Un revenu de base présente des avantages, même si l’on fait l’hypothèse qu’il a un impact nul sur les finances publiques et qu’il est entièrement financé par une baisse des allocations existantes et une hausse de la fiscalité sur les personnes physiques. Tout d’abord, cela permet de financer la sécurité sociale par des prélèvements sur l’ensemble des ressources (notamment le patrimoine ou les revenus financiers) et pas uniquement sur les salaires. En outre, l’opération n’est absolument pas neutre pour les exclus et ceux qui tombent dans les « trous » actuels de l’État providence. Ce système plus simple et plus transparent va également améliorer la situation des travailleurs à temps partiel et au salaire minimum, puisque, pour eux, le revenu le revenu de base sera supérieur aux hausses d’impôt nécessaires pour le financer. Cela va encourager la mise à l’emploi pour les plus précaires, encourager les domiciliations réelles et favoriser ceux qui ont des revenus d’intégration partiels.

Émancipation, autonomie

La gauche est aujourd’hui confrontée à un choix essentiel pour garantir un niveau de solidarité important.
Maintenir à tout prix le modèle assurantiel actuel – qui nécessite de toute façon d’importantes corrections pour intégrer les plus pauvres et les exclus – ou bien choisir un modèle plus universel. Une option qui présente l’avantage à la fois de renforcer l’émancipation et l’autonomie des individus et la solidarité, mais aussi d’encourager toutes les initiatives, l’accès à l’emploi et la liberté des choix de vie.
Le revenu de base est une véritable innovation sociale, une solution du XXIe siècle qui répond aux évolutions actuelles et permet de mobiliser des forces vives dans la société et ainsi d’orienter le rapport de forces en faveur du renforcement de notre système de sécurité sociale. Il est suffisamment novateur pour changer le contexte de nos choix et comportements et suffisamment ancré dans les conquêtes sociales pour permettre l’adhésion de nombreux citoyens, travailleurs salariés comme indépendants, allocataires et acteurs du secteur social.


RÉPLIQUE DE DANIEL ZAMORA
Comme le précise très justement Kim Evangelista, il existe aujourd’hui une multitude de modèles de revenu de base. Cependant, la prolifération de ces versions tient peut être moins à sa popularité qu’aux conditions souvent très floues du débat. En effet, celles-ci opposent généralement des personnes qui traitent la proposition comme une entité abstraite, quasi vide de tout contenu et que chacun pourrait moduler selon ses envies. À gauche, il s’agit généralement d’éviter la concurrence avec la sécurité sociale et les effets négatifs sur le marché du travail.

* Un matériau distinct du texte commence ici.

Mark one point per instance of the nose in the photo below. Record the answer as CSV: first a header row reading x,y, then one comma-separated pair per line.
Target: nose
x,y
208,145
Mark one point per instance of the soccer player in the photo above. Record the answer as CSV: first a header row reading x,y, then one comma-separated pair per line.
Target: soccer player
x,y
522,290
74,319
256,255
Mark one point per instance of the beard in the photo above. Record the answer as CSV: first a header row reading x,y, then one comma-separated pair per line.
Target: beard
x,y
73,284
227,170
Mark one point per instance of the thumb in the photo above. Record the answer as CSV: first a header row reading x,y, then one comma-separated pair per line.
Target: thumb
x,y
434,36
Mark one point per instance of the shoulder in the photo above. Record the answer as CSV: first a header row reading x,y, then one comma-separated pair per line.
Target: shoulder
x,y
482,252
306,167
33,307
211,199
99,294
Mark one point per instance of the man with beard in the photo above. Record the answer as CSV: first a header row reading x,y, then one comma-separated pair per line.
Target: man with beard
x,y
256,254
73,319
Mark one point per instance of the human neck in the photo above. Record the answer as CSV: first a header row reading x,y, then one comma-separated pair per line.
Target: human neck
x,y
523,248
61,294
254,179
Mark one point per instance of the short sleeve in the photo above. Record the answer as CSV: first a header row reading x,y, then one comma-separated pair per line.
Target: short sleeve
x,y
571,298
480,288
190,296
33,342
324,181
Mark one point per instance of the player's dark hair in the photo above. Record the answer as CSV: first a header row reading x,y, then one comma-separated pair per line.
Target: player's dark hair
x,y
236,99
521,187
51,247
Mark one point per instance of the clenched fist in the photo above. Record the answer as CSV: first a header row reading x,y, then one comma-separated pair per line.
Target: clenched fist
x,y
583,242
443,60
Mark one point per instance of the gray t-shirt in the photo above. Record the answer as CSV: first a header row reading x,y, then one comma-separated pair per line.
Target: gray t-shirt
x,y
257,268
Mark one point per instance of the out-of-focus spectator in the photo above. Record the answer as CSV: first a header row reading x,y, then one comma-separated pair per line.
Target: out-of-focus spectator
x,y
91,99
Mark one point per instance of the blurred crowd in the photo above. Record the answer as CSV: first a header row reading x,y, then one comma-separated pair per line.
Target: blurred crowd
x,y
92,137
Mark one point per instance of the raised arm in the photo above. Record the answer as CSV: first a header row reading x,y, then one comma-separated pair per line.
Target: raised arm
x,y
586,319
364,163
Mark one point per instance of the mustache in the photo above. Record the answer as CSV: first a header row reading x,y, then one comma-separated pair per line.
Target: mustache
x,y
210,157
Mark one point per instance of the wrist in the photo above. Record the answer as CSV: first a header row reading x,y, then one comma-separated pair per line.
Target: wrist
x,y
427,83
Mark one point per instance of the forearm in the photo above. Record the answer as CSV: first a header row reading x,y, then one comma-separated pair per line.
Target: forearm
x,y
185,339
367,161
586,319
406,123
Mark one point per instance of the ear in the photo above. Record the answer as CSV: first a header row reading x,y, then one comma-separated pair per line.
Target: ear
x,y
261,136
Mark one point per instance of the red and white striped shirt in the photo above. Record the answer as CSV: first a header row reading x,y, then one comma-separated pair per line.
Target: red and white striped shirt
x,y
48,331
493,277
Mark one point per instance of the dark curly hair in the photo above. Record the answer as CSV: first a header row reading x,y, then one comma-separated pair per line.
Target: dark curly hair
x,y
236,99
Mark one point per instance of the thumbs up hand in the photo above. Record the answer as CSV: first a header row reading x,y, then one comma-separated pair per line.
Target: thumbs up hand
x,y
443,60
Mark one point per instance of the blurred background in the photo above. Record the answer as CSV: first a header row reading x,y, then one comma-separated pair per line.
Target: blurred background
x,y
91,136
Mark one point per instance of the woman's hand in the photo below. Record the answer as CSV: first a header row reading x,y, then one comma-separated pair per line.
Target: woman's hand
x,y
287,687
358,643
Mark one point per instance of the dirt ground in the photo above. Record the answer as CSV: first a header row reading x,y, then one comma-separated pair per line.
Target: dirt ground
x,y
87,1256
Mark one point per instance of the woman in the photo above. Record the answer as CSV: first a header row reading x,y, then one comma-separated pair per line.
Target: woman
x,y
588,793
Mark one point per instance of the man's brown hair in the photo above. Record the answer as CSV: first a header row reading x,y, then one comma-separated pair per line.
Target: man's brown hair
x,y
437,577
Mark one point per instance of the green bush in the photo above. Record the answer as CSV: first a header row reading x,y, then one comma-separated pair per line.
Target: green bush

À droite, c’est plutôt l’inverse.
Pourtant, le problème n’est pas tant de penser les conditions que la proposition devrait respecter afin d’être « de gauche » mais de savoir si la nature de la proposition est à même de respecter ces conditions, c’est-à-dire si le revenu de base dans son principe est à même d’être un remède efficace contre les inégalités et la pauvreté. Il ne viendrait en effet à l’esprit de personne de proposer une flat tax « de gauche » à condition qu’elle remplisse le critère de « réduire les inégalités ». Une flat tax est, par définition, inégalitaire. L’auteur énonce dès lors comme « condition » ce qu’il devrait précisément démontrer. S’il est vrai que l’idée peut avoir des effets très dissemblables selon la manière dont on la conçoit, elle n’en reste cependant pas moins prisonnière de son architecture fondamentale.
En effet, de par sa nature relativement homogène (les montants varient relativement peu d’une personne à l’autre) et universelle (tout le monde la reçoit), la proposition est confrontée à trois problèmes récurrents :
(1) son montant reste nécessairement modeste (sans quoi elle devient rapidement impayable),
(2) ses effets sont par conséquent faibles sur ceux qui en ont le plus besoin et, enfin,
(3) elle engendre des effets potentiellement négatifs sur les salaires.
Par conséquent, ne pouvant pas s’adapter aux situations très variées auxquelles les individus peuvent être confrontés, il n’est pas étonnant qu’elle manifeste des effets peu concluants sur les inégalités et sur la pauvreté. Les études répétées dans de nombreuses simulations ne découlent donc pas uniquement d’une mauvaise application des critères (que l’on pourrait changer à volonté), mais de certaines propriétés inhérentes à la proposition. Elle reste bel et bien en partie prisonnière de ce pour quoi elle à été conçue : la préservation des mécanismes de marché dans la fixation des salaires. Par conséquent, il n’est de meilleure solution pour éradiquer la pauvreté que d’aligner les revenu des pauvres sur le seuil de pauvreté. À vouloir donner à tous une somme équivalente, l’allocation universelle rend dès lors plus difficile ce qu’elle présente pourtant parfois comme son objectif prioritaire : éradiquer la misère.

Un revenu de base de gauche est-il pensable ? NON !

Daniel ZAMORA est chercheur à l’ULB et rédacteur en chef adjoint de la revue Lava. Il a coordonné avec Mateo Alaluf Contre l’allocation universelle, Lux, Montréal, 2017.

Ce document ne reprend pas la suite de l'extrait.